“People must know the past to understand the present, and to face the future;” a quote from the writings of Nellie McClung. So too must we know Nellie McClung to understand the political and social history of Canada.
Born on a Grey County farm in Ontario, Nellie Mooney came to Manitoba in 1880. The family settled in a homestead community in the Souris Valley. At the age of 16 she enrolled in Manitoba Normal School, obtained her teaching certificate and later taught at Manitou. Here she met and married Wesley McClung. Nellie became a leading Canadian novelist, well known for her strong opinions on prohibition and social reform. In 1911 the McClungs moved to Winnipeg, here she began her long struggle for the recognition of women’s rights.

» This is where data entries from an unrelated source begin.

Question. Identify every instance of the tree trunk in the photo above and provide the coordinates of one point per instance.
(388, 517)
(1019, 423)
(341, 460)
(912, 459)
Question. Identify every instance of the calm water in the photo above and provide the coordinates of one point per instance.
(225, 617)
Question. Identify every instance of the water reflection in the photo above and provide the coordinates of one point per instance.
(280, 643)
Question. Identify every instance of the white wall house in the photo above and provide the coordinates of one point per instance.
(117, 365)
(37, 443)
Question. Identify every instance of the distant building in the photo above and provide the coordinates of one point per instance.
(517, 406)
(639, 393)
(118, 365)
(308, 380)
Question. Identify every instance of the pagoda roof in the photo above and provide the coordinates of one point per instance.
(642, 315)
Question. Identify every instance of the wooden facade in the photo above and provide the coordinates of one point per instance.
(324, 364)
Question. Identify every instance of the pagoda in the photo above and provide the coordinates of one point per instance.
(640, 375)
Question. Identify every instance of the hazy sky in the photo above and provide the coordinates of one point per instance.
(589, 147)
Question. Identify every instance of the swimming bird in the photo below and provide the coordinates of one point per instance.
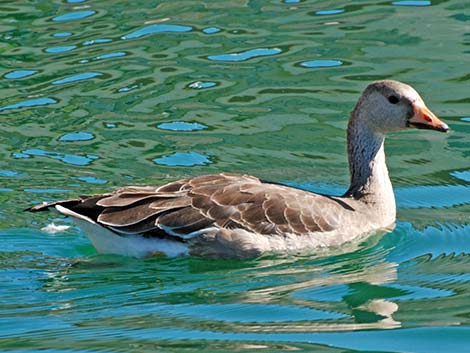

She was sure that to correct social injustice, women had to have the right to vote. To this end Nellie McClung became an active member of the Political Equality League. Today, the women of Canada can thank Nellie McClung and her associates for giving them the right to vote.
Following her triumph in Manitoba, the McClungs moved to Edmonton where she was elected a member of the legislature in 1921. With the assistance of Emily Murphy, Canada’s first woman magistrate, Nellie helped to fight for the female right to sit in the Senate. Again the McClungs moved, this time to British Columbia where she died in 1951. In addition to careers in writing, teaching, homemaking, politics and crusading she served as the only woman on the Dominion War Council in 1918, the only member of her sex to represent Canada at the Ecumenical Council of Methodist Church in 1921, first woman on the Canadian Broadcasting Corporation Board of Governors and Canada’s only woman representative at the League of Nations in 1918.